Function: D = 10r * ((u-1)/u)
1st Derivative: D' = 10r / u^2

10r / u^2 = 1

u = sqrt(10r)
(u is the unrolling factor, r is the number of iterations)

And there you have it! The reason for multiplying by 10 is because of how a DBRA instruction takes 10 cycles when the branch is taken.

Re: Loop Unrolling - Optimal Unrolling Factor?

Posted: Thu May 31, 2018 2:47 am
by Miquel
Ok, but what exactly are you trying to optimize? or it's just a 'magic' formula, not matter what, a guidance oblivious of goal and circumstances?

Re: Loop Unrolling - Optimal Unrolling Factor?

Posted: Thu May 31, 2018 5:24 am
by walker7
I'm trying to optimize a trade-off between code size (space) and cycles taken (time). When programming, you often have to make this kind of decision.

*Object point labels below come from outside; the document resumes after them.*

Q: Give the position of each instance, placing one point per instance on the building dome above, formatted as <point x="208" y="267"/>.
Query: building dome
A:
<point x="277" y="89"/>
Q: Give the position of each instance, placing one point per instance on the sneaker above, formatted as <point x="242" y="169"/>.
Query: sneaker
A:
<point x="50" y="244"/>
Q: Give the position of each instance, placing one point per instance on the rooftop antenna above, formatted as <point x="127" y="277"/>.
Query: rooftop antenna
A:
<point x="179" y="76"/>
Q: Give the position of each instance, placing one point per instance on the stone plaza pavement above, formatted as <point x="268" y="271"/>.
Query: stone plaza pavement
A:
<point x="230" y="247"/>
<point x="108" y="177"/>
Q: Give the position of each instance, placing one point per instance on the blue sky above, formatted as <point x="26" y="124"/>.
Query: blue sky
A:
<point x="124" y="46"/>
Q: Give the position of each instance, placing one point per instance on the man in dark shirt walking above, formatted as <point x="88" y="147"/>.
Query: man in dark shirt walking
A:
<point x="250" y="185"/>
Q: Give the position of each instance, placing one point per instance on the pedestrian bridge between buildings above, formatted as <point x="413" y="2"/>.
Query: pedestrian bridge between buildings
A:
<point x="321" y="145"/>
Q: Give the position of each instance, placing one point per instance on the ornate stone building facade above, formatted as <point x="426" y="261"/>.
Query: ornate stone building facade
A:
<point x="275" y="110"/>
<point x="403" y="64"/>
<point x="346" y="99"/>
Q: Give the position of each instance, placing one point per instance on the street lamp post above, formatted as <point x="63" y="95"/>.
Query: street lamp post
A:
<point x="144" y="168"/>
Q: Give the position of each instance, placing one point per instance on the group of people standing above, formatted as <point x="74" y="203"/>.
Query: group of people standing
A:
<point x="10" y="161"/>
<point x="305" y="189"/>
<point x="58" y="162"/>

Re: Loop Unrolling - Optimal Unrolling Factor?

Posted: Thu May 31, 2018 12:38 pm
by Miquel
Making speed code optimizations is the root of all devils, unless the development is finished you code is final and you have speed problems I would never recommend to do them, and only if you maintain two versions of your code. Usually it's much more rewarding and safe to do structural optimizations.

Once that said, once I ported a game on PSP and was not great on fps, so among other things I tried to unroll a critical copy loop to my absolute surprise if I unrolled from 1 instruction to 8, it increased 1fps. So I just keep adding the same sentence until it hit a barrier of 3fps at about 64 sentences, at this point no further gain was accomplished. But I was prepared to keep going much further even if only some marginal gain was there.

This kind of decisions heavily depends on the case.